The Shiv Sena leader Eknath Shinde's faction on Thursday told the Supreme Court that constitutional issues arising out of the rift with the Sena's Uddhav Thackeray group fell within the realm of politics and judiciary cannot be asked to adjudicate the crisis. Political waters take different turns at different points, senior advocate Harish Salve, appearing for Maharashtra Chief Minister Shinde and MLAs of his faction, said, adding that the court should not embark on "assumptions". A five-judge Constitution bench headed by Chief Justice DY Chandrachud was hearing pleas relating to the Maharashtra political crisis in June 2022.
"It would be extremely perilous for this court to embark on this journey. Mr. Thackeray (Uddhav) resigns. Governor calls for a floor test for a sitting CM. The floor test doesn't happen. How do you know who would have supported whom? What if one of his coalition partners said sorry we don't want to support you? We don't know. "And it's not for us to decide as lawyers. This is in the realm of politics. How can your lordships be invited to hazard that guess," Salve told the bench, also comprising Justices MR Shah, Krishna Murari, Hima Kohli, and PS Narasimha Contending that everything in the petitions before the top court was "academic", Salve submitted that Thackeray never faced the floor test.
"Look at what happened when Shinde came for the floor test in the Assembly. Thirteen of Thackeray's hardcore supporters abstained from voting. These things happen in politics. These fast-moving political waters take different turns at different points. We're not to speculate," Salve said. Admitting that the 10th schedule is not foolproof and there are many "leaks" which need to be fixed, Salve said in the present case, everything is academic and the courts cannot go beyond a point. "There is the problem of criminalization of politics, election funding, spending in elections, etc. There are problems but we cannot cross beyond a point."
Senior advocate Neeraj Kishan Kaul, also appearing for the Shinde faction, argued that there is an artificial distinction sought to be created between the legislative party and the original political party."If the government has lost majority and one faction comes and says that we have a majority then what error has the Governor committed by calling the Shinde faction to be sworn in as the CM?" he said. The hearing remained inconclusive and will resume on March 14 after the Holi vacation. The top court on Wednesday had said Shinde could not have been sworn in as the chief minister of Maharashtra if the assembly speaker was not restrained from deciding the disqualification petitions pending against 39 MLAs.
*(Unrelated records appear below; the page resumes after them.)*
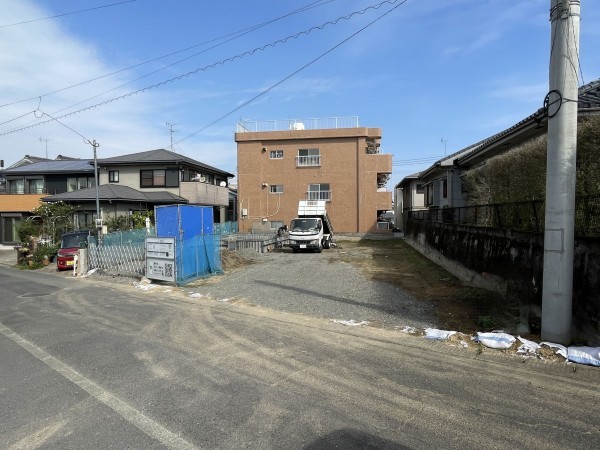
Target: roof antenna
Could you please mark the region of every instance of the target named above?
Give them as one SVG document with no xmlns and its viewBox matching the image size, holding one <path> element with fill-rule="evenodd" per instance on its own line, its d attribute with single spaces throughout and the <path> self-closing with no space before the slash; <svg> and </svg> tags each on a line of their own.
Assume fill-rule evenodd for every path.
<svg viewBox="0 0 600 450">
<path fill-rule="evenodd" d="M 167 122 L 166 125 L 171 129 L 171 151 L 173 151 L 173 127 L 175 126 L 175 124 Z"/>
<path fill-rule="evenodd" d="M 442 144 L 444 144 L 444 156 L 446 156 L 446 142 L 448 142 L 448 139 L 444 139 L 444 138 L 442 137 L 442 139 L 440 139 L 440 142 L 441 142 Z"/>
<path fill-rule="evenodd" d="M 46 159 L 48 159 L 48 141 L 50 139 L 44 139 L 44 138 L 40 138 L 40 142 L 42 141 L 46 141 Z"/>
</svg>

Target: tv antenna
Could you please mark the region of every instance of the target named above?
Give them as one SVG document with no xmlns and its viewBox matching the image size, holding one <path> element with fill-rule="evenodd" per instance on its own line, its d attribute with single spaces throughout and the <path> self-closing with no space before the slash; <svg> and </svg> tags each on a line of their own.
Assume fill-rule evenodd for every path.
<svg viewBox="0 0 600 450">
<path fill-rule="evenodd" d="M 44 139 L 44 138 L 40 138 L 40 142 L 42 141 L 46 141 L 46 159 L 48 159 L 48 141 L 50 139 Z"/>
<path fill-rule="evenodd" d="M 167 123 L 166 123 L 166 125 L 167 125 L 167 126 L 170 128 L 170 130 L 171 130 L 171 151 L 173 151 L 173 133 L 174 133 L 174 131 L 173 131 L 173 127 L 175 126 L 175 124 L 174 124 L 174 123 L 169 123 L 169 122 L 167 122 Z"/>
<path fill-rule="evenodd" d="M 448 139 L 442 138 L 440 139 L 440 142 L 444 144 L 444 156 L 446 156 L 446 143 L 448 142 Z"/>
</svg>

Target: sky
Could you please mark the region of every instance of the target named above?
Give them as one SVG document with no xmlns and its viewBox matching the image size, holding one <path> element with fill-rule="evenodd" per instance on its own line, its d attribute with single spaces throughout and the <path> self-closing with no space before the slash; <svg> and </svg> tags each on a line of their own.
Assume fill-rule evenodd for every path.
<svg viewBox="0 0 600 450">
<path fill-rule="evenodd" d="M 550 4 L 2 0 L 0 159 L 92 158 L 95 140 L 235 174 L 240 120 L 356 116 L 382 129 L 393 190 L 542 106 Z M 580 85 L 600 78 L 599 24 L 581 0 Z"/>
</svg>

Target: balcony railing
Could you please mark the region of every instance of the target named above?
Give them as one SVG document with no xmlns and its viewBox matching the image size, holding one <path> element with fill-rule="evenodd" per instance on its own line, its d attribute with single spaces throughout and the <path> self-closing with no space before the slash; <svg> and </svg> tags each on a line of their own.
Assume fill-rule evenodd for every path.
<svg viewBox="0 0 600 450">
<path fill-rule="evenodd" d="M 331 191 L 311 191 L 306 193 L 306 200 L 331 201 Z"/>
<path fill-rule="evenodd" d="M 259 131 L 301 131 L 327 130 L 336 128 L 358 128 L 358 117 L 326 117 L 321 119 L 288 119 L 288 120 L 242 120 L 236 127 L 237 133 Z"/>
<path fill-rule="evenodd" d="M 321 165 L 321 156 L 296 156 L 296 167 L 314 167 Z"/>
</svg>

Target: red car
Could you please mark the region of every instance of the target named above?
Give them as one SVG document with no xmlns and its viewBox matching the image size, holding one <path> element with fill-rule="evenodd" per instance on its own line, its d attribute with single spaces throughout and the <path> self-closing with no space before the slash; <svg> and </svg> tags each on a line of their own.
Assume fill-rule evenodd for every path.
<svg viewBox="0 0 600 450">
<path fill-rule="evenodd" d="M 56 257 L 56 268 L 58 270 L 73 269 L 75 255 L 79 254 L 80 248 L 88 245 L 89 231 L 71 231 L 60 238 L 60 249 Z"/>
</svg>

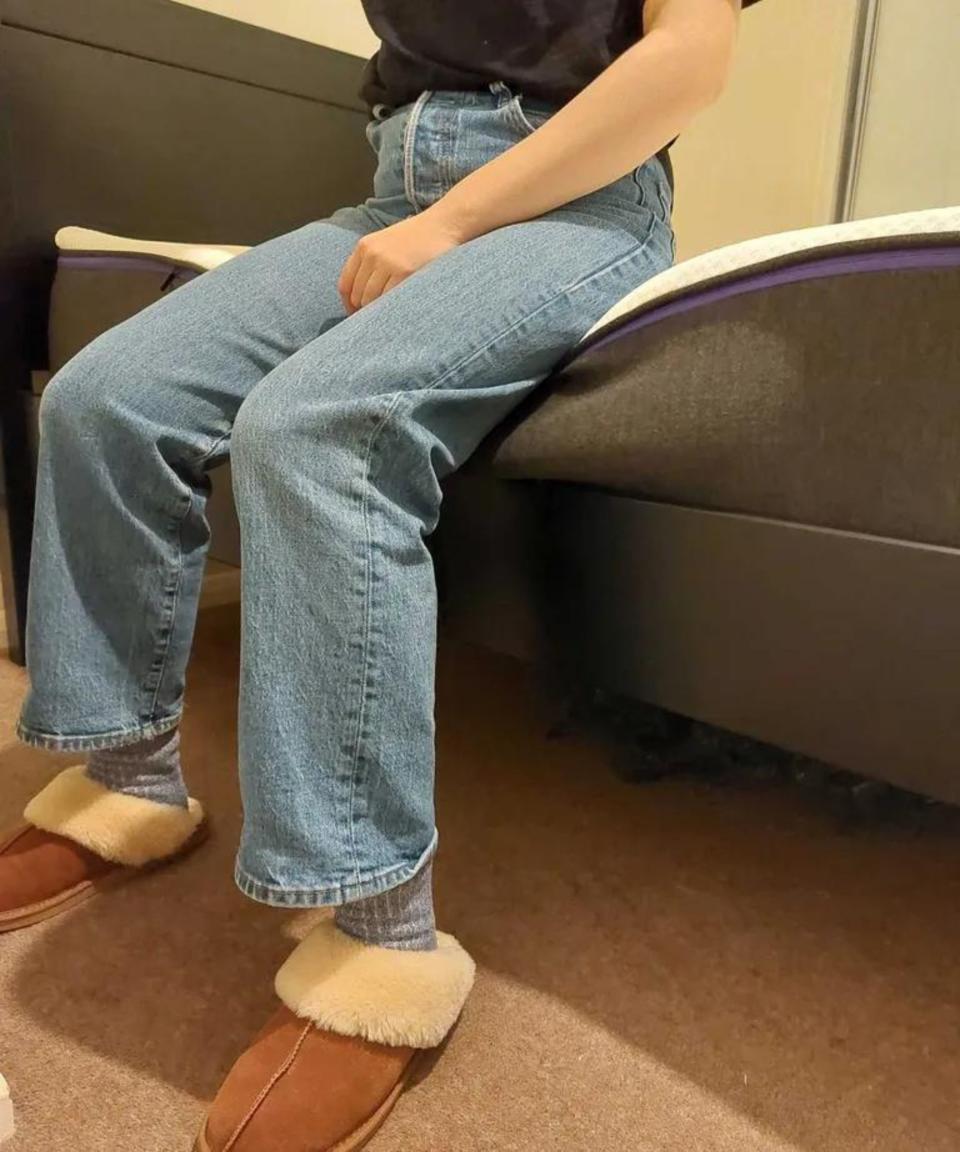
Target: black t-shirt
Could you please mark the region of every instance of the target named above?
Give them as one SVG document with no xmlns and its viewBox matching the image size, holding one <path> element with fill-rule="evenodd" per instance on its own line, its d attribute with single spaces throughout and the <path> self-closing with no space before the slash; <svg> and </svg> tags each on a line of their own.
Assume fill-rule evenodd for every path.
<svg viewBox="0 0 960 1152">
<path fill-rule="evenodd" d="M 744 0 L 744 5 L 756 0 Z M 643 0 L 363 0 L 380 50 L 360 94 L 397 108 L 425 89 L 502 80 L 565 104 L 643 35 Z"/>
</svg>

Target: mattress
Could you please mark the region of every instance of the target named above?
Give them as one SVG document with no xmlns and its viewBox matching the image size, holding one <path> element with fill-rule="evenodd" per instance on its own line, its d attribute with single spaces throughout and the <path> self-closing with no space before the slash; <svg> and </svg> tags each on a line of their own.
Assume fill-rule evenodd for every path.
<svg viewBox="0 0 960 1152">
<path fill-rule="evenodd" d="M 67 228 L 50 365 L 240 247 Z M 639 285 L 470 469 L 960 546 L 960 207 L 731 245 Z"/>
<path fill-rule="evenodd" d="M 960 208 L 669 269 L 481 452 L 504 478 L 960 546 Z"/>
</svg>

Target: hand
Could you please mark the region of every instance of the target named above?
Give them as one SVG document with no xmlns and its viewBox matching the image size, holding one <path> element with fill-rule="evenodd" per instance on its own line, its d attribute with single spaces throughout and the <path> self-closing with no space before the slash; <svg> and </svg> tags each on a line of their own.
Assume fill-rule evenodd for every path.
<svg viewBox="0 0 960 1152">
<path fill-rule="evenodd" d="M 356 312 L 463 239 L 449 221 L 430 209 L 361 237 L 337 282 L 344 308 Z"/>
</svg>

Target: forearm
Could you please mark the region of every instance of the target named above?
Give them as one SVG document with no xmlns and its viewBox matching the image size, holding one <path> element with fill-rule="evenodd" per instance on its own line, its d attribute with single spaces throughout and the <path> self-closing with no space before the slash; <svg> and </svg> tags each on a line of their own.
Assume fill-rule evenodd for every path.
<svg viewBox="0 0 960 1152">
<path fill-rule="evenodd" d="M 668 6 L 672 19 L 429 211 L 471 239 L 619 179 L 682 132 L 723 88 L 739 0 L 667 0 Z"/>
</svg>

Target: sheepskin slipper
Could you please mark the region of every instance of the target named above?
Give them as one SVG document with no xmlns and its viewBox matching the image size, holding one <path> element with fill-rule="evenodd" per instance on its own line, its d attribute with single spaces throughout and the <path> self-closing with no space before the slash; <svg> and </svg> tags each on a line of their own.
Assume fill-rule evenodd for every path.
<svg viewBox="0 0 960 1152">
<path fill-rule="evenodd" d="M 194 1152 L 356 1152 L 466 1002 L 474 964 L 362 944 L 324 921 L 280 969 L 282 1007 L 228 1073 Z"/>
<path fill-rule="evenodd" d="M 196 800 L 177 808 L 111 792 L 82 766 L 54 777 L 24 820 L 0 839 L 0 932 L 66 912 L 184 855 L 207 834 Z"/>
</svg>

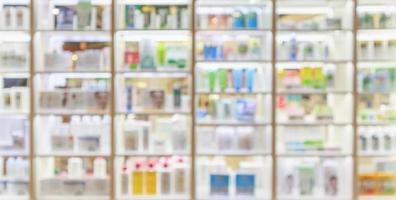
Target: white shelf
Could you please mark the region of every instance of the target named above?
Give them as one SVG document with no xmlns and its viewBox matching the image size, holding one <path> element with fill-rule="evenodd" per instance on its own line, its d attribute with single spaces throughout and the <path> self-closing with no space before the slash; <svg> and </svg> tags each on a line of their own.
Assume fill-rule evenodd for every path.
<svg viewBox="0 0 396 200">
<path fill-rule="evenodd" d="M 54 5 L 77 5 L 79 0 L 50 0 L 50 2 Z M 92 5 L 110 5 L 111 0 L 90 0 Z"/>
<path fill-rule="evenodd" d="M 4 5 L 29 5 L 29 0 L 2 0 Z"/>
<path fill-rule="evenodd" d="M 170 157 L 170 156 L 189 156 L 190 154 L 187 152 L 123 152 L 117 153 L 117 156 L 126 156 L 126 157 Z"/>
<path fill-rule="evenodd" d="M 280 153 L 279 157 L 349 157 L 351 154 L 345 154 L 341 152 L 325 152 L 325 151 L 301 151 L 301 152 L 288 152 Z"/>
<path fill-rule="evenodd" d="M 351 200 L 347 196 L 279 196 L 279 200 Z"/>
<path fill-rule="evenodd" d="M 109 200 L 109 196 L 40 196 L 40 200 Z"/>
<path fill-rule="evenodd" d="M 119 0 L 118 3 L 131 5 L 189 5 L 191 0 Z"/>
<path fill-rule="evenodd" d="M 360 200 L 395 200 L 396 195 L 389 195 L 389 196 L 380 196 L 380 195 L 373 195 L 373 196 L 359 196 L 358 199 Z"/>
<path fill-rule="evenodd" d="M 53 152 L 38 153 L 37 157 L 109 157 L 110 153 L 101 152 Z"/>
<path fill-rule="evenodd" d="M 396 152 L 359 152 L 359 157 L 396 157 Z"/>
<path fill-rule="evenodd" d="M 147 111 L 132 111 L 132 112 L 117 112 L 119 115 L 188 115 L 189 111 L 181 111 L 181 110 L 147 110 Z"/>
<path fill-rule="evenodd" d="M 117 200 L 188 200 L 188 196 L 180 195 L 163 195 L 161 197 L 157 196 L 119 196 Z"/>
<path fill-rule="evenodd" d="M 246 151 L 202 151 L 197 152 L 198 156 L 229 156 L 229 157 L 237 157 L 237 156 L 270 156 L 271 154 L 265 151 L 258 150 L 246 150 Z"/>
<path fill-rule="evenodd" d="M 17 196 L 17 195 L 0 195 L 0 200 L 28 200 L 29 197 L 22 195 L 22 196 Z"/>
<path fill-rule="evenodd" d="M 122 75 L 123 78 L 188 78 L 190 75 L 189 72 L 125 72 L 118 73 Z"/>
<path fill-rule="evenodd" d="M 270 122 L 206 121 L 198 120 L 197 126 L 269 126 Z"/>
<path fill-rule="evenodd" d="M 304 122 L 304 121 L 296 121 L 296 122 L 278 122 L 278 126 L 352 126 L 352 122 Z"/>
<path fill-rule="evenodd" d="M 338 89 L 278 89 L 278 94 L 352 94 L 352 91 Z"/>
</svg>

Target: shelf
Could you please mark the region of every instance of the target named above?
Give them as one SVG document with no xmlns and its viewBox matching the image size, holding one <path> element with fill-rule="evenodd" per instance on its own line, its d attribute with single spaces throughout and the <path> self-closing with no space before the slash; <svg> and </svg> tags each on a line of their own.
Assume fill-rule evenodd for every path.
<svg viewBox="0 0 396 200">
<path fill-rule="evenodd" d="M 338 90 L 338 89 L 278 89 L 278 94 L 337 94 L 347 95 L 352 94 L 352 91 Z"/>
<path fill-rule="evenodd" d="M 278 126 L 352 126 L 347 122 L 278 122 Z"/>
<path fill-rule="evenodd" d="M 347 196 L 282 196 L 279 200 L 351 200 L 352 197 Z"/>
<path fill-rule="evenodd" d="M 110 112 L 93 112 L 93 111 L 38 111 L 35 115 L 109 115 Z"/>
<path fill-rule="evenodd" d="M 358 122 L 358 126 L 396 126 L 396 122 Z"/>
<path fill-rule="evenodd" d="M 2 0 L 4 5 L 29 5 L 29 0 Z"/>
<path fill-rule="evenodd" d="M 269 1 L 266 1 L 269 2 Z M 211 1 L 211 0 L 198 0 L 197 1 L 197 7 L 212 7 L 212 6 L 221 6 L 221 7 L 265 7 L 269 5 L 269 3 L 264 3 L 262 0 L 251 0 L 249 2 L 246 2 L 246 0 L 217 0 L 217 1 Z"/>
<path fill-rule="evenodd" d="M 268 126 L 271 125 L 270 122 L 239 122 L 239 121 L 230 121 L 230 122 L 206 122 L 206 121 L 198 121 L 196 122 L 197 126 Z"/>
<path fill-rule="evenodd" d="M 358 156 L 363 158 L 396 157 L 396 152 L 359 152 Z"/>
<path fill-rule="evenodd" d="M 50 0 L 51 3 L 54 5 L 77 5 L 79 0 Z M 111 0 L 90 0 L 92 5 L 110 5 Z"/>
<path fill-rule="evenodd" d="M 22 195 L 22 196 L 17 196 L 17 195 L 0 195 L 0 200 L 28 200 L 29 197 Z"/>
<path fill-rule="evenodd" d="M 189 200 L 189 196 L 163 195 L 158 196 L 119 196 L 117 200 Z"/>
<path fill-rule="evenodd" d="M 358 196 L 359 200 L 394 200 L 396 195 L 372 195 L 372 196 Z"/>
<path fill-rule="evenodd" d="M 41 196 L 40 200 L 108 200 L 109 196 Z"/>
<path fill-rule="evenodd" d="M 280 153 L 279 157 L 351 157 L 352 154 L 345 154 L 340 152 L 321 152 L 321 151 L 309 151 L 309 152 L 293 152 L 293 153 Z"/>
<path fill-rule="evenodd" d="M 270 60 L 197 60 L 196 61 L 198 64 L 269 64 L 271 63 Z"/>
<path fill-rule="evenodd" d="M 220 92 L 220 91 L 216 91 L 216 92 L 210 92 L 210 91 L 197 91 L 196 94 L 198 95 L 265 95 L 265 94 L 271 94 L 270 91 L 252 91 L 252 92 L 248 92 L 248 91 L 224 91 L 224 92 Z"/>
<path fill-rule="evenodd" d="M 290 32 L 296 32 L 296 33 L 315 33 L 315 34 L 328 34 L 332 32 L 352 32 L 352 29 L 283 29 L 283 28 L 278 28 L 277 29 L 278 33 L 290 33 Z"/>
<path fill-rule="evenodd" d="M 168 110 L 168 111 L 132 111 L 132 112 L 117 112 L 118 115 L 188 115 L 189 111 Z"/>
<path fill-rule="evenodd" d="M 149 72 L 149 71 L 141 71 L 141 72 L 120 72 L 118 75 L 122 75 L 124 78 L 188 78 L 190 75 L 189 72 Z"/>
<path fill-rule="evenodd" d="M 54 152 L 38 153 L 38 157 L 109 157 L 110 153 L 100 152 Z"/>
<path fill-rule="evenodd" d="M 216 30 L 216 29 L 198 29 L 196 33 L 205 34 L 205 35 L 216 35 L 216 34 L 230 34 L 230 35 L 265 35 L 270 34 L 271 31 L 267 29 L 223 29 L 223 30 Z"/>
<path fill-rule="evenodd" d="M 198 156 L 226 156 L 226 157 L 240 157 L 240 156 L 271 156 L 270 153 L 264 151 L 213 151 L 213 152 L 197 152 Z"/>
<path fill-rule="evenodd" d="M 29 153 L 26 150 L 21 150 L 21 151 L 1 150 L 0 151 L 0 157 L 28 157 L 28 156 L 29 156 Z"/>
<path fill-rule="evenodd" d="M 189 5 L 190 0 L 119 0 L 119 4 L 134 4 L 134 5 Z"/>
<path fill-rule="evenodd" d="M 352 60 L 277 60 L 276 63 L 286 67 L 287 65 L 305 67 L 304 65 L 348 64 L 352 63 Z"/>
<path fill-rule="evenodd" d="M 151 153 L 151 152 L 125 152 L 125 153 L 117 153 L 117 156 L 124 157 L 171 157 L 171 156 L 189 156 L 190 154 L 187 152 L 162 152 L 162 153 Z"/>
</svg>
The Shinde faction had told the top court that even if the 39 MLAs would have been disqualified from the Assembly, the Maha Vikas Aghadi (MVA) government would have fallen because it had lost the majority and the then chief minister Uddhav Thackeray had resigned before the floor test. Kaul had earlier submitted that the Uddhav Thackeray-led faction tried to confuse the powers of three constitutional authorities - Governor, Speaker, and the Election Commission - and now wants that everything should be set aside, including the floor test on July 4, 2022. On Tuesday, the top court had asked the Shinde-led faction if its move to go against the Shiv Sena party's wish to continue with the coalition in the MVA amounted to indiscipline leading to disqualification.
Defending its stand, the Shinde faction said the legislative party is an integral part of the original political party and informed that there were two whips appointed by the party in June last year and it went with the one that said it did not want to continue in the coalition. On February 23, the Uddhav Thackeray faction told the top court that the formation of a new government in Maharashtra under Shinde was the "direct and inevitable result" of two orders of the apex court that "disturbed the co-equal and mutual balance" between judicial and legislative organs of the State.
A political crisis had erupted in Maharashtra after an open revolt in the Shiv Sena and on June 29, 2022, the apex court refused to stay the Maharashtra Governor's direction to the 31-month-old MVA government to take a floor test in the Assembly to prove its majority. On August 23, 2022, a three-judge bench of the top court headed by then Chief Justice N V Ramana had formulated several questions of law and referred to the five-judge bench petitions filed by the two Sena factions which raised several constitutional questions related to defection, merger, and disqualification.